CVS Health

Manager, Clinical Health Services, UM Prior Authorization - Aetna Medicaid

Work At Home-Virginia Full time

We’re building a world of health around every individual — shaping a more connected, convenient and compassionate health experience. At CVS Health®, you’ll be surrounded by passionate colleagues who care deeply, innovate with purpose, hold ourselves accountable and prioritize safety and quality in everything we do. Join us and be part of something bigger – helping to simplify health care one person, one family and one community at a time.

Position Summary
The Manager of Prior Authorization is responsible for leading the daily operations of the prior authorization team supporting Virginia Medicaid. This role ensures timely, accurate, and compliant processing of authorization requests in alignment with federal and state regulations, payer requirements, and organizational standards.

The Manager provides leadership oversight of clinical and operational staff, drives performance excellence, and partners with cross-functional teams to support appropriate utilization, member access to care, and high-quality outcomes.
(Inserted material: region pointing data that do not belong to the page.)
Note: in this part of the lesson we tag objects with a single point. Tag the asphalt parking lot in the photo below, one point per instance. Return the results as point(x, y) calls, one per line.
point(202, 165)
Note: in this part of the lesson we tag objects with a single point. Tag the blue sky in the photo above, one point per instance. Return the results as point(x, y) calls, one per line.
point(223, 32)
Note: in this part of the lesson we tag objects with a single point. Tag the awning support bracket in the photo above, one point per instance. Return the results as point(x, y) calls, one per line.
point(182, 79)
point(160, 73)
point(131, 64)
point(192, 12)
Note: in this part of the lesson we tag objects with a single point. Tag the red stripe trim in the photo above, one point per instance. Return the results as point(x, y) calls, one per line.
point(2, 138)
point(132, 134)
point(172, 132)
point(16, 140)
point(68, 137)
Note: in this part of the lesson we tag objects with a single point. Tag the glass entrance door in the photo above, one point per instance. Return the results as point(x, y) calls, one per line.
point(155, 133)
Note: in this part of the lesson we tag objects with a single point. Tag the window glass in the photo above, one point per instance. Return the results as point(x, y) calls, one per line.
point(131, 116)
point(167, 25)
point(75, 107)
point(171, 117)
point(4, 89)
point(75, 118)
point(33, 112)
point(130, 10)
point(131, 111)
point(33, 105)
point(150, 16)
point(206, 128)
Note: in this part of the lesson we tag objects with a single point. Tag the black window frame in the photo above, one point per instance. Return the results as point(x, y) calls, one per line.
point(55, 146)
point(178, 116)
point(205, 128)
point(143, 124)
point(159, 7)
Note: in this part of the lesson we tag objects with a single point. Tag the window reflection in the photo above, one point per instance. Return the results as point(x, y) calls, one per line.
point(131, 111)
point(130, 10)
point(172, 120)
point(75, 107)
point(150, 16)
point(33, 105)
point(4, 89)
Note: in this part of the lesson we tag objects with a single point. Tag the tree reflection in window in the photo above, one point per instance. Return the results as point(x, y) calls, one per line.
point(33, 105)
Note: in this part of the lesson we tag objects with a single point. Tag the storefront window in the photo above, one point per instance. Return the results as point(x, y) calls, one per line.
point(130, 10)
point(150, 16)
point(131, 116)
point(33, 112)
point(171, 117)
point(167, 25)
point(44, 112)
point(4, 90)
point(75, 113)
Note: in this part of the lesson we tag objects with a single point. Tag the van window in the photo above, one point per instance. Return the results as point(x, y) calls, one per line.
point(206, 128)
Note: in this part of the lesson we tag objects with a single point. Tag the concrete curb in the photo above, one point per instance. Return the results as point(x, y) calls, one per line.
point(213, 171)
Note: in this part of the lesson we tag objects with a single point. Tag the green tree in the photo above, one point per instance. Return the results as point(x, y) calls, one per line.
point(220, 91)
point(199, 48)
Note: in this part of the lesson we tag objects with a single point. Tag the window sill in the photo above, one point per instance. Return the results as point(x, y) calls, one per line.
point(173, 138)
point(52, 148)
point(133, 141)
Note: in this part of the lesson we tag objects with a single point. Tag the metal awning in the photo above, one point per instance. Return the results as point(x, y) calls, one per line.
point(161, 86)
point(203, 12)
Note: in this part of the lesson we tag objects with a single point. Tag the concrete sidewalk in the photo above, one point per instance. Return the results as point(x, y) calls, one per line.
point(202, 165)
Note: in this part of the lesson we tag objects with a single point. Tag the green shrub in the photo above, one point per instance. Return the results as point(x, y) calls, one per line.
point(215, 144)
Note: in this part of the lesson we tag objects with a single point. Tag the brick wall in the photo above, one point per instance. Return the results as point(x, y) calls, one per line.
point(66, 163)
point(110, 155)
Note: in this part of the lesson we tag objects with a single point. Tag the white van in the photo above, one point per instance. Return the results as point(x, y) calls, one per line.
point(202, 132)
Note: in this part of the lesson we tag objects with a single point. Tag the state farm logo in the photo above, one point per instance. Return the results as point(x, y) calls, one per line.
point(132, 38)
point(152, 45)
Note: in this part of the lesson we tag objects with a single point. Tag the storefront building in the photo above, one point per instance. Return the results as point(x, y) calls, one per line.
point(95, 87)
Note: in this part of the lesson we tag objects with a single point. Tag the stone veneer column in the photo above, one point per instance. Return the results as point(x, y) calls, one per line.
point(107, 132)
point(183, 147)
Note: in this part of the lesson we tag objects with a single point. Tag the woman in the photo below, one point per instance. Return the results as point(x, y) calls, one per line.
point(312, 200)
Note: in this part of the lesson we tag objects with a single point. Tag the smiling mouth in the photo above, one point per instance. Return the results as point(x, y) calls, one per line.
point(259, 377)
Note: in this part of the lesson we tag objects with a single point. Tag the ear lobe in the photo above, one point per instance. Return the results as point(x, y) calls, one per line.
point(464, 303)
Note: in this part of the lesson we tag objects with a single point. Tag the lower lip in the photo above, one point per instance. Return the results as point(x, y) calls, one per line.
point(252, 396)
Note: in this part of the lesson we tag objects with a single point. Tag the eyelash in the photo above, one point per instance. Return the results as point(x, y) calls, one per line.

This role also plays a critical part in ensuring regulatory compliance, audit readiness, and continuous process improvement across authorization workflows.

This role offers an opportunity to lead high-impact utilization management operations within a Medicaid environment, supporting access to care for vulnerable populations while ensuring compliance, quality, and operational excellence.

This is a fully remote position. Eligible candidates may live anywhere in the contiguous United States.

Key Responsibilities:

  • Lead and manage the prior authorization team, including hiring, training, scheduling, and performance evaluations.
  • Ensure timely review and processing of prior authorization requests for medical services, procedures, and medications.
  • Monitor productivity and quality metrics; implement process improvements to enhance efficiency and accuracy.
  • Serve as a liaison between providers, payers, and internal departments to resolve authorization issues.
  • Stay current with payer policies, regulatory changes, and industry best practices.
  • Develop and maintain standard operating procedures (SOPs) for prior authorization workflows.
  • Collaborate with clinical leadership to ensure alignment with care delivery goals.
  • Manage escalations related to denied authorizations.
  • Prepare reports and dashboards for leadership on authorization trends, turnaround times, and team performance.

Leadership Competencies

  • Clinical and operational decision-making
  • Regulatory and compliance oversight
  • Performance management and staff development
  • Cross-functional collaboration
  • Process improvement and change management
  • Effective communication and conflict resolution

Required Qualifications

  • Active, unrestricted Registered Nurse (RN) license
  • Minimum of 5 years of clinical experience
  • Minimum of 3–5 years of utilization management, prior authorization, or managed care experience
  • Minimum of 3 years of leadership experience, including direct supervision of clinical or operational staff
  • Strong knowledge of Medicaid programs, payer requirements, and medical necessity criteria (e.g., MCG, InterQual, or equivalent)
  • Demonstrated experience with regulatory compliance, including federal and state Medicaid requirements and accreditation standards
  • Proficiency in healthcare coding (ICD-10, CPT) and authorization platforms or EMR systems
  • Strong analytical, organizational, and problem-solving skills with the ability to manage multiple priorities and meet deadlines
  • Excellent communication and interpersonal skills, with the ability to collaborate effectively across team

Preferred Qualifications

  • Experience with Virginia Medicaid programs and DMAS policies
  • Familiarity with accreditation standards and audit processes
  • Experience supporting quality improvement initiatives, including audit calibration or interrater reliability programs
  • Advanced knowledge of utilization management operations within a managed care organization

Education

  • Master’s degree in nursing, healthcare administration, or a related field preferred
  • Equivalent combination of education and relevant experience will be considered

Anticipated Weekly Hours

40

Time Type

Full time

Pay Range

The typical pay range for this role is:

$87,035.00 - $187,460.00

This pay range represents the base hourly rate or base annual full-time salary for all positions in the job grade within which this position falls.  The actual base salary offer will depend on a variety of factors including experience, education, geography and other relevant factors.  This position is eligible for a CVS Health bonus, commission or short-term incentive program in addition to the base pay range listed above. 
 

Our people fuel our future. Our teams reflect the customers, patients, members and communities we serve and we are committed to fostering a workplace where every colleague feels valued and that they belong.

Great benefits for great people

We take pride in offering a comprehensive and competitive mix of pay and benefits that reflects our commitment to our colleagues and their families.

This full‑time position is eligible for a comprehensive benefits package designed to support the physical, emotional, and financial well‑being of colleagues and their families. The benefits for this position include medical, dental, and vision coverage, paid time off, retirement savings options, wellness programs, and other resources, based on eligibility.


Additional details about available benefits are provided during the application process and on
Benefits Moments.

We anticipate the application window for this opening will close on: 04/26/2026

Qualified applicants with arrest or conviction records will be considered for employment in accordance with all federal, state and local laws.